La CJE ordonne à la France d’interdire purement et simplement la chasse aux oiseaux chanteurs au moyen de pièges à glu – The Guardian

Les juges européens ont ordonné à la France d’interdire la chasse aux oiseaux chanteurs à l’aide de bâtons de colle, une pratique décrite par les militants comme barbare et menaçant les espèces menacées.

Les chasseurs français ont fait valoir que cette méthode était traditionnelle et justifiait une dérogation à l’interdiction européenne introduite en 1979.

Jusqu’à récemment, le gouvernement français avait réussi à obtenir une dérogation autorisant la chasse à la glu dans cinq départements du sud-est de la France, au motif qu’elle était “contrôlée, sélective et en quantités limitées”.

Mercredi, la Cour européenne de justice a jugé que cette pratique n’était pas sélective et qu’elle était contraire aux règles de l’UE. La CJE a demandé à la France d’interdire définitivement la chasse aux oiseaux à l’aide de bâtons de colle.

L’arrêt a été salué par les groupes environnementaux français. “C’est une excellente nouvelle. Désormais, la France ne peut plus utiliser le prétexte d’une dérogation pour autoriser le piégeage à la glu”, a déclaré Yves Verilhac, de la Ligue de protection des oiseaux (LPO). “Le jugement est très intéressant parce qu’il dit que la tradition n’a pas d’excuse pour cela et qu’elle n’est absolument pas sélective, ce que nous savions et défendions.”
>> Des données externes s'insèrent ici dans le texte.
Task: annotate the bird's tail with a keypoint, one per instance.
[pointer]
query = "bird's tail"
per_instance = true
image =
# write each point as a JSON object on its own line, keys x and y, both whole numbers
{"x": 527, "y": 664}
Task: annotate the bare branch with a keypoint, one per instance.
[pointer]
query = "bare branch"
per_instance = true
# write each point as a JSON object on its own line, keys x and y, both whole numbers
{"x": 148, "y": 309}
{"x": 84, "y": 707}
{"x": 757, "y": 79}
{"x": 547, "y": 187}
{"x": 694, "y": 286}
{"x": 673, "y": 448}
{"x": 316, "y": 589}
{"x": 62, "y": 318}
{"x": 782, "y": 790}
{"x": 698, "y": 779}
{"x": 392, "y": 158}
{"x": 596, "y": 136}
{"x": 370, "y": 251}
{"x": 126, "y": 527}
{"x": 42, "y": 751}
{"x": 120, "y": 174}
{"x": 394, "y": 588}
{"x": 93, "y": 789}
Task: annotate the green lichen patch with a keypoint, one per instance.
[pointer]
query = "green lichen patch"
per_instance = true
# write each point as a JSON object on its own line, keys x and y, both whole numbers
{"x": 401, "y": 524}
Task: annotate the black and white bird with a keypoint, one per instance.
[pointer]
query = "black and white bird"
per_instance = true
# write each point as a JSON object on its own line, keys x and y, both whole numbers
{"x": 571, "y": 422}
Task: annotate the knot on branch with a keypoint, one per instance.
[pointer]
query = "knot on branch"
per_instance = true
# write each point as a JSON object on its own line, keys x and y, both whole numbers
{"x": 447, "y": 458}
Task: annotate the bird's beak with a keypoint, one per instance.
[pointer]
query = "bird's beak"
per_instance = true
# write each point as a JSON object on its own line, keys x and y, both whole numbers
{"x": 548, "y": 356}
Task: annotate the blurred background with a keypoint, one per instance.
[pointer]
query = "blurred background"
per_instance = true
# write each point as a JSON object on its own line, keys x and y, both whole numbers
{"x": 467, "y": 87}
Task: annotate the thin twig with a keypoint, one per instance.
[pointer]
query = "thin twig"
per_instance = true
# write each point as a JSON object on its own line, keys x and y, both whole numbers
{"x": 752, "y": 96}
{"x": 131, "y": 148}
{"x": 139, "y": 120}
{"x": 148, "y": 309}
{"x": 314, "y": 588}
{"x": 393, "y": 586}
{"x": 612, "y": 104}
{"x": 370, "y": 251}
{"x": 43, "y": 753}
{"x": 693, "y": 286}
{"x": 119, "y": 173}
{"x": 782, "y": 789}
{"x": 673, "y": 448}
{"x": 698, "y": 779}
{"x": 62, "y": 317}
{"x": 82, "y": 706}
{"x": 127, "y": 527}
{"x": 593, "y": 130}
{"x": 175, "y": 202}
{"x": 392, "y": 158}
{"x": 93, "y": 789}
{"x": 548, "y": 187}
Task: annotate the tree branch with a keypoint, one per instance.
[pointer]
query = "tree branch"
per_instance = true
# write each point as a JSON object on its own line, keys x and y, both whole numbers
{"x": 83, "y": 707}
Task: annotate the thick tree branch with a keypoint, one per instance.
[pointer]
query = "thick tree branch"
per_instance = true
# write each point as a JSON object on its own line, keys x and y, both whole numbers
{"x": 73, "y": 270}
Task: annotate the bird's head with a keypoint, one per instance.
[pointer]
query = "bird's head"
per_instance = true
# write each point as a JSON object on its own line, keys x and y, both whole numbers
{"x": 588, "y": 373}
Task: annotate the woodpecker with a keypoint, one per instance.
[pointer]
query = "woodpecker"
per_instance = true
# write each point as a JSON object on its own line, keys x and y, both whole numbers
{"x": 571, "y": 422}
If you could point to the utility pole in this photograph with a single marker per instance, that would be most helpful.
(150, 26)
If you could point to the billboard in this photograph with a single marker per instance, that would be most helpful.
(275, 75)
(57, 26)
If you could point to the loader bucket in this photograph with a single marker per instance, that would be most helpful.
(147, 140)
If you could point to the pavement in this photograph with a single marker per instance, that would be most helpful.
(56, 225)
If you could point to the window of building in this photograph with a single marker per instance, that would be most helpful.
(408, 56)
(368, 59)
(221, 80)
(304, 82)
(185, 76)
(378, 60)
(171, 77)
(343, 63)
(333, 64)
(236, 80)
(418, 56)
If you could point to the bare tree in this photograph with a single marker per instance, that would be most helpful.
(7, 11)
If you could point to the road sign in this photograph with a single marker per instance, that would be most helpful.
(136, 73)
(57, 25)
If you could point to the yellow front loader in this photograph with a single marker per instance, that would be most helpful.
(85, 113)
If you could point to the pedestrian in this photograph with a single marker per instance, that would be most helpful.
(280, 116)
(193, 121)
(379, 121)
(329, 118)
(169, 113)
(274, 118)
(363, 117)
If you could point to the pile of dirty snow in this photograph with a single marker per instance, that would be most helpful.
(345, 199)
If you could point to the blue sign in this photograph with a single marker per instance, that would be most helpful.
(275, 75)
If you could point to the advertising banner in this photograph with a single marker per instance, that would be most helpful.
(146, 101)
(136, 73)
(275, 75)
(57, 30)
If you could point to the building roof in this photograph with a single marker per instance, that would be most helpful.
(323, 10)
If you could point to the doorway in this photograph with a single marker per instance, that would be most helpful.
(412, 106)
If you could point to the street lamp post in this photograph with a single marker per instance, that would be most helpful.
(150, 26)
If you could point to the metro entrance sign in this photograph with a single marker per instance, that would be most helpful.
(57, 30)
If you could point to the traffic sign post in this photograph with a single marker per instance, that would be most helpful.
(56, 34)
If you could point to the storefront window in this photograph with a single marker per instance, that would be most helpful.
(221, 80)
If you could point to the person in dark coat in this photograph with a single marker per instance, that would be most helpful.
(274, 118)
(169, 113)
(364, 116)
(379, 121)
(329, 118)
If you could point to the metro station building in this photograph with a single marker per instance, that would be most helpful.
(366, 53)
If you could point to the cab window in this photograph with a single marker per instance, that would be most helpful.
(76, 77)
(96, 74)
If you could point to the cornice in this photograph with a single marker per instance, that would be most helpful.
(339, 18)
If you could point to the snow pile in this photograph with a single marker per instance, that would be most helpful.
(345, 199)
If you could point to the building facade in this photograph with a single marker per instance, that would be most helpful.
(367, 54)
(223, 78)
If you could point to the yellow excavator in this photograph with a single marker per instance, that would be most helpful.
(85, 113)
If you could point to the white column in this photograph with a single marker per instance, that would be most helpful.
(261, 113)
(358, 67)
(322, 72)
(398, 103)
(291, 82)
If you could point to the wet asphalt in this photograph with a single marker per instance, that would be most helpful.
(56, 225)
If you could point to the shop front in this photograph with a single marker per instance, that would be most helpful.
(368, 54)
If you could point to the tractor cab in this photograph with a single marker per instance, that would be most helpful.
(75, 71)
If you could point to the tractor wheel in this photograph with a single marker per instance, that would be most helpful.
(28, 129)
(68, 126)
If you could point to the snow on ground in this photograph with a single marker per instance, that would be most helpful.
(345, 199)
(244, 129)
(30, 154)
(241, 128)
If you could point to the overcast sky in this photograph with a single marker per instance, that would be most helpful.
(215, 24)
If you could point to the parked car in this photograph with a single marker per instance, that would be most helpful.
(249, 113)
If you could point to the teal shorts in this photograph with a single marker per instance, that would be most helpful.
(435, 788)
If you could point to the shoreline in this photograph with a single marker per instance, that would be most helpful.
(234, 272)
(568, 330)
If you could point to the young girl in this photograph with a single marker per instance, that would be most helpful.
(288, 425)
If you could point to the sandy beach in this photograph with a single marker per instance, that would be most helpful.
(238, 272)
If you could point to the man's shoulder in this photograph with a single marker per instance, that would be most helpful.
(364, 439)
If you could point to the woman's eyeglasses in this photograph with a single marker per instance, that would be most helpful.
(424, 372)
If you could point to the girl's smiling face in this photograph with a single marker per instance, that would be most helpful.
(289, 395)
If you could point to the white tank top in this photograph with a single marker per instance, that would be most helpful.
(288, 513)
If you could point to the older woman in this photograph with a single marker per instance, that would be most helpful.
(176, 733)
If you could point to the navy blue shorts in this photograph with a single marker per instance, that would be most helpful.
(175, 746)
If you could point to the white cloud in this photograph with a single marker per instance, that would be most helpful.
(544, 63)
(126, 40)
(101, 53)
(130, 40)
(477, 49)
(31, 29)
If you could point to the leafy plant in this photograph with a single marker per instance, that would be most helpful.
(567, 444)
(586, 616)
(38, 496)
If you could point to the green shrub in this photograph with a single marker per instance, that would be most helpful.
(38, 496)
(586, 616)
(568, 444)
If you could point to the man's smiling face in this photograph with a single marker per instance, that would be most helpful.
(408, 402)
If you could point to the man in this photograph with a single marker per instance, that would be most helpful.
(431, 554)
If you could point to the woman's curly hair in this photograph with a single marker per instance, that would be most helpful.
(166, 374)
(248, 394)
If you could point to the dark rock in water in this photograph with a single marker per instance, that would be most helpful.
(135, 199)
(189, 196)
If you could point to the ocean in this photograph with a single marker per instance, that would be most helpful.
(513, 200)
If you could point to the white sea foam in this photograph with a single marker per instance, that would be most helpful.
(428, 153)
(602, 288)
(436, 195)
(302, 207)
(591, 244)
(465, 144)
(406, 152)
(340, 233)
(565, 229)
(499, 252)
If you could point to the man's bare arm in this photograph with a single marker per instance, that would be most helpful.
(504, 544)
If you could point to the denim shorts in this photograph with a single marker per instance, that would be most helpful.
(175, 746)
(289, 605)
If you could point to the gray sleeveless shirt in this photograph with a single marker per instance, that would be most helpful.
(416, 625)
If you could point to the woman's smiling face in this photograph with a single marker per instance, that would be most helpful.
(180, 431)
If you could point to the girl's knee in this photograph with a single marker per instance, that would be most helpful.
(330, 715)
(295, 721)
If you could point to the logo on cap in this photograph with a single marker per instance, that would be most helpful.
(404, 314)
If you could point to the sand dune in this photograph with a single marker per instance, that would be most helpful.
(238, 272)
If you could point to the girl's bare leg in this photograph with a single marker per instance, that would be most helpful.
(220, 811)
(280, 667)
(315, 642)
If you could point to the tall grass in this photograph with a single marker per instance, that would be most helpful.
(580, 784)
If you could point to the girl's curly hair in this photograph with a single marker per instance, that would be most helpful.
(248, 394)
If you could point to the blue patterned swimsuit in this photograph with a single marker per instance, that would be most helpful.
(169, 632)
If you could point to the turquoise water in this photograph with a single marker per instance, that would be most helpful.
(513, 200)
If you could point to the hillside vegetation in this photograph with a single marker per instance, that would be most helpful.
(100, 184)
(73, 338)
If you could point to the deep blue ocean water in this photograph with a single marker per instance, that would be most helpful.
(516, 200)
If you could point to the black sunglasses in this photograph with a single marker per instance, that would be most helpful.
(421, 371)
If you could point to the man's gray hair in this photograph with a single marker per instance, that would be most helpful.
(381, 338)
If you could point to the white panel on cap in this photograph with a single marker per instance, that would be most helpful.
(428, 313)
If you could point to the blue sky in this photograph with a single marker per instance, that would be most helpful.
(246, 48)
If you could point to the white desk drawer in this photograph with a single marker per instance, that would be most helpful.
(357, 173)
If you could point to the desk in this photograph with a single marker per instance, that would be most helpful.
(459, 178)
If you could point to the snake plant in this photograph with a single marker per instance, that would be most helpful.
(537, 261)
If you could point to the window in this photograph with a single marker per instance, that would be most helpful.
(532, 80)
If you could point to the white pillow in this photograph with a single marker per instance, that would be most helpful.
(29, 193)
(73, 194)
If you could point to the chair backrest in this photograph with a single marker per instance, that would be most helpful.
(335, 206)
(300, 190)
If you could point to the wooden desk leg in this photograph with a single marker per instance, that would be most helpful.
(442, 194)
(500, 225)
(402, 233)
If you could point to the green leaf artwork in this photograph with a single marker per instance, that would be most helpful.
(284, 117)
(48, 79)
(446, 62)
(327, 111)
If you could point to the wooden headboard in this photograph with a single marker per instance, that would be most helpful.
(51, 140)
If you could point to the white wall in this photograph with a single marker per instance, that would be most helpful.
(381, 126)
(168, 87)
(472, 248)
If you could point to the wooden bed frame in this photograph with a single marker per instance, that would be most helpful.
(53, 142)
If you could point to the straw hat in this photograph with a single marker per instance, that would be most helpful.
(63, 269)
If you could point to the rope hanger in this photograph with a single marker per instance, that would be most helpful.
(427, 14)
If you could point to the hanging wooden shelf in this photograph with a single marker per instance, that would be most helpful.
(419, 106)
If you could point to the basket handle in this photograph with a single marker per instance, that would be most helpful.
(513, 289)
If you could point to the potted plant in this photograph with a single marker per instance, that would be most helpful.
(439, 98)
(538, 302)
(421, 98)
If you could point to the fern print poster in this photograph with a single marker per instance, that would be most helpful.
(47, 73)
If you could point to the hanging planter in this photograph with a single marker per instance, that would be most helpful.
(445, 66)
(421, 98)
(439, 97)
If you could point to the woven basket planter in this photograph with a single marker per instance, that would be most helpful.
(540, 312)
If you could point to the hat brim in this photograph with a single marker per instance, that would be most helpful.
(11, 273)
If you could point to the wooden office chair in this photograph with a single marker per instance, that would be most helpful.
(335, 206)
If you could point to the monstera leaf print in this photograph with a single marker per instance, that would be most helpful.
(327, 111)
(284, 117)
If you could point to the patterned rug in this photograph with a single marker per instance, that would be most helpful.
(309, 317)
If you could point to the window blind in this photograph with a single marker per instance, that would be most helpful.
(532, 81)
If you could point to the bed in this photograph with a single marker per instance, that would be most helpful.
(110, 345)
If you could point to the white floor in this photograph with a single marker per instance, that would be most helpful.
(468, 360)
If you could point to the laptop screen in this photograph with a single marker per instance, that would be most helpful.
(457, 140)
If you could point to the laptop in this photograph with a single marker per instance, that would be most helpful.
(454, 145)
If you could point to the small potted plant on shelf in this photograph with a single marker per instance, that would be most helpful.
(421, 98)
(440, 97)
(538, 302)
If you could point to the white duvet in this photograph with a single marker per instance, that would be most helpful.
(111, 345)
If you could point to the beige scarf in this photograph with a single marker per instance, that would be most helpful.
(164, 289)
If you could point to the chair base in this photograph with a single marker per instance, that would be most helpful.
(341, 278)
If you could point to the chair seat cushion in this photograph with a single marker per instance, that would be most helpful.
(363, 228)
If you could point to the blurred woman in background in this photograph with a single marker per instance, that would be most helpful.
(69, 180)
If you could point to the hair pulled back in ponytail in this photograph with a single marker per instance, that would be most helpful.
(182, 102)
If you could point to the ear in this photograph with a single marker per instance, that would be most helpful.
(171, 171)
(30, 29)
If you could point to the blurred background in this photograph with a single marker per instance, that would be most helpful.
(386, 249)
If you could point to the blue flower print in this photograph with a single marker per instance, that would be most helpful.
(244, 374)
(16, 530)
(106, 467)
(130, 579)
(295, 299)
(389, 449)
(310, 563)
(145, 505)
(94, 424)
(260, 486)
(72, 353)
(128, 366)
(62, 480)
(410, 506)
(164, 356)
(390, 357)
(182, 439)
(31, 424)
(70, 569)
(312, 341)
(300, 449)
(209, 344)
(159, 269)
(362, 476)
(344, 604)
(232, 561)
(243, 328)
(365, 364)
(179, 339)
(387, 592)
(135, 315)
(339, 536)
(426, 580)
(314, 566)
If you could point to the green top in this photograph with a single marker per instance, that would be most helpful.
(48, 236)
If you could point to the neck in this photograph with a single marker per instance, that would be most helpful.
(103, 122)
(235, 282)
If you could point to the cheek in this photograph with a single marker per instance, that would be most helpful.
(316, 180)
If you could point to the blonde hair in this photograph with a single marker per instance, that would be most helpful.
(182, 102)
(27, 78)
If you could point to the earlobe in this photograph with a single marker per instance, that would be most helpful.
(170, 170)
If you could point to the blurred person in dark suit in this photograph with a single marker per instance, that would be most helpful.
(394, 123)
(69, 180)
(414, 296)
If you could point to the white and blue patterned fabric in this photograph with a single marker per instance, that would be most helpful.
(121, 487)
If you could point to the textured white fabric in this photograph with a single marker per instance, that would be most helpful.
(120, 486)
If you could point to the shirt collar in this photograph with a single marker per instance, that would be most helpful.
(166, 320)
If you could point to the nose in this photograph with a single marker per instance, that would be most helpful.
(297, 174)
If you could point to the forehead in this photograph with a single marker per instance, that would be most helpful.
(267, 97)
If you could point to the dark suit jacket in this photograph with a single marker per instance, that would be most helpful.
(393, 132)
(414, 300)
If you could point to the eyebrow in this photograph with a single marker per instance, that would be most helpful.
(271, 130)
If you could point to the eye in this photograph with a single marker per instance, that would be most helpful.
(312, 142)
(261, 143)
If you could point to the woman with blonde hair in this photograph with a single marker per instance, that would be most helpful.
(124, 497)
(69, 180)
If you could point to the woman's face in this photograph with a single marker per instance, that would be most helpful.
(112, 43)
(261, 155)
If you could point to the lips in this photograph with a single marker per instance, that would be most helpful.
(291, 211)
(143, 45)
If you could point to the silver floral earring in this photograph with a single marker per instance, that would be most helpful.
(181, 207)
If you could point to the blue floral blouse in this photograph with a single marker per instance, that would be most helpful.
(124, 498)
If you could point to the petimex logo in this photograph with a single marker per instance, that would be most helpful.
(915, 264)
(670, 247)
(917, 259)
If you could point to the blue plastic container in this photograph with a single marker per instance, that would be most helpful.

Les chasseurs utilisant la méthode peignent des bâtons appelés verguettes avec de la colle et utilisez des oiseaux chanteurs en cage pour attirer les oiseaux dans les pièges. Une fois que les oiseaux se posent sur les bâtons, ils sont coincés ; plus ils se débattent pour s’échapper, plus ils sont coincés. Ils sont utilisés comme “appelants” pour attirer d’autres oiseaux pour les chasseurs au fusil.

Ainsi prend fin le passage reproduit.